Hermione était troublée. Quoi qu'elle ait pu reprocher à son ami, son sommeil n'était pas naturel. D'autant plus que Harry parlait comme s'il avait eu un chameau dans la bouche, et qu'il était actuellement en train de se verser de la sauce du poulet dans son verre.

- Heu Harry?

- Ç'p'rlait d'magie. Et d'Poudl'rd. Et d'V'ld'm'rt.

- Hm hm.

- Et y'avait M'rg W'kw'ge.

- Harry? Je n'ai rien contre le fait de boire la sauce au verre, mais tu es sûr que

Mais trop tard. À sa grimace, elle sut qu'il avait reprit pied sur la terre des basses choses quotidiennes. Comme le goût de la sauce quand on s'attend à de l'eau, par exemple.
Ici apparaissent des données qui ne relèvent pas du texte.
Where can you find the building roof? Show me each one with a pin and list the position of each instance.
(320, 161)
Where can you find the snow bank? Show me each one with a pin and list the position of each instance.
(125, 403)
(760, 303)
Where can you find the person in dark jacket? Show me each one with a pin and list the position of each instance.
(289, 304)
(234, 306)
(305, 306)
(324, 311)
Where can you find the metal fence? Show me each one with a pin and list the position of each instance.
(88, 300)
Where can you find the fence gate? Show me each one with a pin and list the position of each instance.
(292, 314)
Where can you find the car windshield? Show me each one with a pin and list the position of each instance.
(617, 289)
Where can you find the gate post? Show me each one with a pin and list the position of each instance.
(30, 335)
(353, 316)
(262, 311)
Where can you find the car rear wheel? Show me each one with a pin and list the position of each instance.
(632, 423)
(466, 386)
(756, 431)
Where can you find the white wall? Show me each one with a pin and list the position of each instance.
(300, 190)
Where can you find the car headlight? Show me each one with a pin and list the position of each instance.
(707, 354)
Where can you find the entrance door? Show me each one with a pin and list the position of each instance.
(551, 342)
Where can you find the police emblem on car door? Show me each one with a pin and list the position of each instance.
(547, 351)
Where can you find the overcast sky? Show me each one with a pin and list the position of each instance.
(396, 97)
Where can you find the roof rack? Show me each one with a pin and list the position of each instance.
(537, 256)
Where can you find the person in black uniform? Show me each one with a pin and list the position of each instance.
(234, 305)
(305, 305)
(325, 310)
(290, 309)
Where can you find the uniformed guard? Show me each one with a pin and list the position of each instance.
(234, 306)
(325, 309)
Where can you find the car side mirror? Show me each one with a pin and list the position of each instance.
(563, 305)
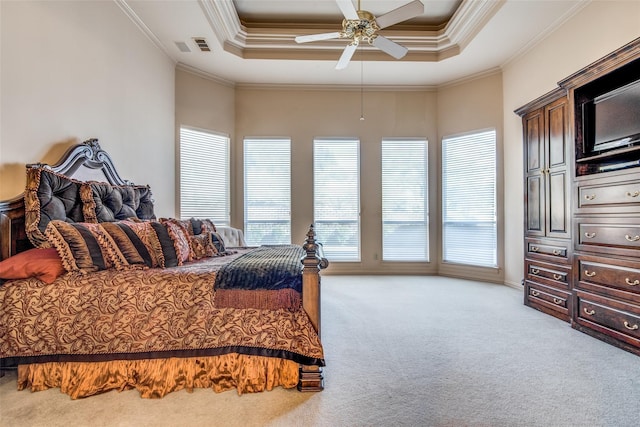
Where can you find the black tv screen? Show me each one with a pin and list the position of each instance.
(616, 118)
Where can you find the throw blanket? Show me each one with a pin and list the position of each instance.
(269, 277)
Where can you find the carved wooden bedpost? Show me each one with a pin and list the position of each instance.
(311, 378)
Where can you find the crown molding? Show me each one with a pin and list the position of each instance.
(124, 6)
(198, 72)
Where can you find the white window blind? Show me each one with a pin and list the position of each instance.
(267, 191)
(336, 197)
(469, 216)
(404, 200)
(204, 175)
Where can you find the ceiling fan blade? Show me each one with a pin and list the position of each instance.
(408, 11)
(316, 37)
(390, 47)
(347, 8)
(347, 53)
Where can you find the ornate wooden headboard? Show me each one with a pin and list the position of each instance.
(83, 162)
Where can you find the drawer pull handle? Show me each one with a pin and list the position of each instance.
(631, 328)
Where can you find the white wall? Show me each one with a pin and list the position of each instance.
(73, 70)
(599, 28)
(206, 104)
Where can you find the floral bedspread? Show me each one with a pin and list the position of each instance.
(135, 314)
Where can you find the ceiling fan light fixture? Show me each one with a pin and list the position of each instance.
(362, 26)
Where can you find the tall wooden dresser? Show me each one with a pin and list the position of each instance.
(586, 271)
(547, 165)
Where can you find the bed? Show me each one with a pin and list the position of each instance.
(99, 294)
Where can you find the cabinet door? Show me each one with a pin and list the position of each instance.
(556, 171)
(534, 145)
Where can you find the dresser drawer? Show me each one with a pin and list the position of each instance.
(610, 317)
(547, 299)
(610, 235)
(557, 251)
(625, 194)
(608, 273)
(554, 275)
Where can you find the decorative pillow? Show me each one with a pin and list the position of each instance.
(202, 246)
(166, 243)
(208, 225)
(84, 247)
(118, 202)
(129, 244)
(44, 264)
(218, 243)
(49, 196)
(199, 226)
(149, 238)
(179, 233)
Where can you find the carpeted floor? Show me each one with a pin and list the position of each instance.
(400, 351)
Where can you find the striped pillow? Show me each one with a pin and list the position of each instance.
(88, 247)
(84, 247)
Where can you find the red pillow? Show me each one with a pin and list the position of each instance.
(45, 264)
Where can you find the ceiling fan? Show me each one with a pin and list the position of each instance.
(361, 26)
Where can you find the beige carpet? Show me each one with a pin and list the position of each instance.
(401, 351)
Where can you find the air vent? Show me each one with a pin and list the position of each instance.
(182, 47)
(202, 44)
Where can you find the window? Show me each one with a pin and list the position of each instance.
(336, 197)
(267, 191)
(469, 219)
(204, 175)
(404, 200)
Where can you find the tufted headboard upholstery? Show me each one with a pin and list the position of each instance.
(72, 190)
(113, 203)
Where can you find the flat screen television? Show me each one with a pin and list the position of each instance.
(613, 119)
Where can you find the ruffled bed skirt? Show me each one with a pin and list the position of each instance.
(154, 378)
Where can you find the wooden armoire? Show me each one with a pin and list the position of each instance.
(582, 199)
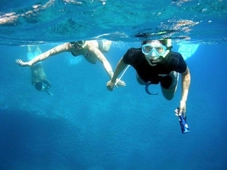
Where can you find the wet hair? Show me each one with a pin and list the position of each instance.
(38, 86)
(165, 42)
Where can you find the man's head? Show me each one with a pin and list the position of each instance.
(155, 50)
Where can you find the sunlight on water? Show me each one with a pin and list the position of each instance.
(187, 50)
(66, 20)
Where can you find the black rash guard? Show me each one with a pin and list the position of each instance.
(155, 74)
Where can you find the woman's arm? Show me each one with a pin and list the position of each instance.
(186, 80)
(102, 59)
(54, 51)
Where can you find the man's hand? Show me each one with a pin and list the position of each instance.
(110, 85)
(21, 63)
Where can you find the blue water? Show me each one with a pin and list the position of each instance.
(85, 127)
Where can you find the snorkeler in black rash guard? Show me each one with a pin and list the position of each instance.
(155, 63)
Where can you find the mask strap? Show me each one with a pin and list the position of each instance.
(165, 54)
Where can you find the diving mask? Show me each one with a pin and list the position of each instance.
(154, 50)
(78, 45)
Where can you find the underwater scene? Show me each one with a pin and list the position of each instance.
(58, 110)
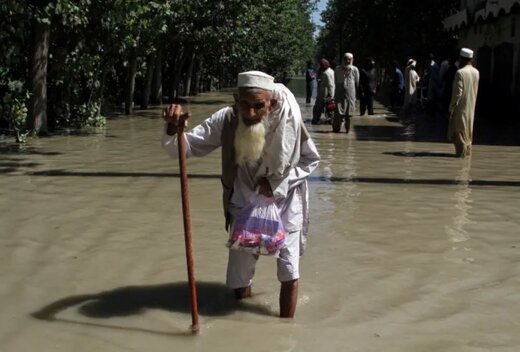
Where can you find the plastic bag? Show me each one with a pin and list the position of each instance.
(259, 229)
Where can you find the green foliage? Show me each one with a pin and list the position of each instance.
(13, 109)
(86, 115)
(91, 42)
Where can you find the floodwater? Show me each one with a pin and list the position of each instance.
(410, 249)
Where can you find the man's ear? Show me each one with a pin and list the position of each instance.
(274, 104)
(235, 104)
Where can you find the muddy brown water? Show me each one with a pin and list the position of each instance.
(410, 249)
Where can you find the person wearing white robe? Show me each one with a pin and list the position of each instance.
(347, 84)
(411, 79)
(277, 167)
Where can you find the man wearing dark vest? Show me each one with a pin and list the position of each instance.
(265, 150)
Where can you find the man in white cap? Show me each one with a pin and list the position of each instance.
(411, 78)
(265, 150)
(462, 105)
(347, 83)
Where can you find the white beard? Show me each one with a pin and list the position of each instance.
(249, 141)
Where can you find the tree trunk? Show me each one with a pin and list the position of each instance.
(198, 75)
(130, 81)
(179, 65)
(156, 97)
(189, 73)
(147, 89)
(37, 121)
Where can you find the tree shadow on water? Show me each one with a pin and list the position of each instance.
(422, 154)
(214, 299)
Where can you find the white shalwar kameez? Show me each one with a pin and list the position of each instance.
(286, 162)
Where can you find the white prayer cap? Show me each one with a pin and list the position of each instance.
(466, 53)
(255, 79)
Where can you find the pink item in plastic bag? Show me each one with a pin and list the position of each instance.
(258, 230)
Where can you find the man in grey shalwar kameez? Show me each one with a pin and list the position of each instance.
(462, 105)
(346, 77)
(265, 150)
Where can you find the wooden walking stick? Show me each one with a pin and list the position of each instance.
(187, 222)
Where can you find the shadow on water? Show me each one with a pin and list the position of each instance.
(383, 180)
(16, 149)
(11, 165)
(117, 174)
(214, 299)
(422, 154)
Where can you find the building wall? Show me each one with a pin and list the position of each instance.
(496, 44)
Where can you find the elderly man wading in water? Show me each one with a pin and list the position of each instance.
(266, 150)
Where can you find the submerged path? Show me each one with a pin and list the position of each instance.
(410, 248)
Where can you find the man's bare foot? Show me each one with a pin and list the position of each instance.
(242, 292)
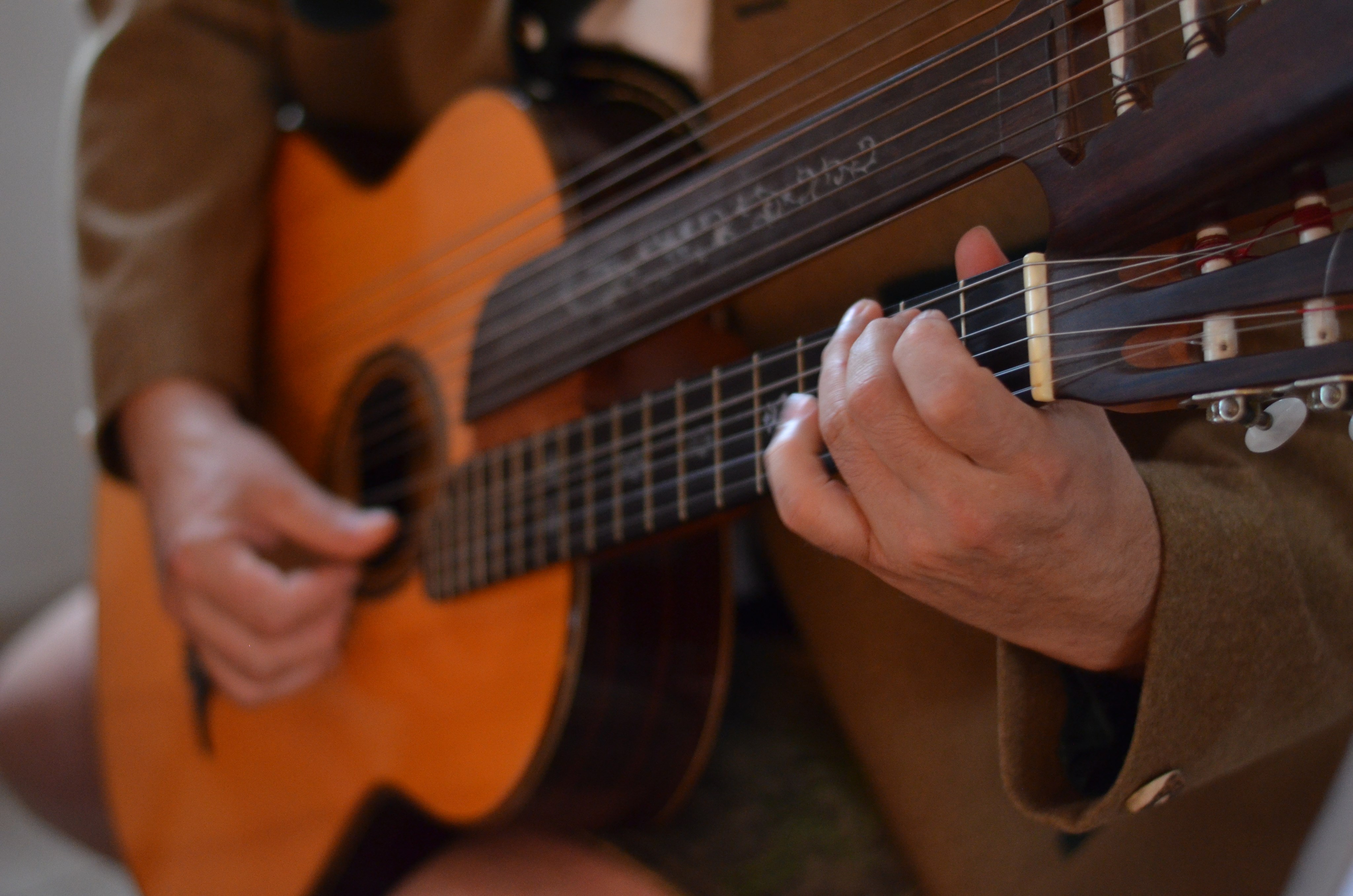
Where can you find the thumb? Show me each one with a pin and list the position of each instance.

- Hermione, murmura Harry. Je me suis souvenu de quelque chose.

Elle ouvrit de grands yeux réprobateurs. Ils étaient en cours de Sortilèges. La classe, impeccablement silencieuse, observait attentivement Flitwick faire pousser les cheveux de Lavande, désignée volontaire. Le professeur leva les yeux en entendant murmurer, mais ne fit aucun commentaire.

- Plus tard, chuchota la jeune sorcière à son ami.

Mais il ne l'entendait pas de cette oreille. Il se saisit de sa plume, déchira un bout de parchemin et griffona: "Je me rappelle un truc à propos de mon rêve."

Hermione lut le message, asquiesça discrètement et reporta son attention sur Flitwick. Agacé, Harry récupéra aussitôt le papier et y ajouta: "J'ai vu Poudlard en ruines. "

Cette fois, elle réfléchit un instant à l'importance de cette révélation, mais elle décida encore une fois que le cours était plus important, d'autant plus que Lavande venait de pousser une exclamation apeurée en constatant qu'elle se marchait sur les cheveux. Dean et Seamus n'en pouvaient plus de rire, alors que Parvati était béate devant la chevelure de rêve de son amie. Pour Hermione, ça méritait surtout une bonne coupe. D'autant que Lavande n'avait pas de très beaux cheveux. À ce stade de ses réflexions, elle reçut un coup de coude dans les côtes et un petit papier dans sa trousse. Elle le déplia, agacée: "Wakewage était dans mon rêve. " Elle trempa sa propre plume dans l'encre et répondit: "Ah ".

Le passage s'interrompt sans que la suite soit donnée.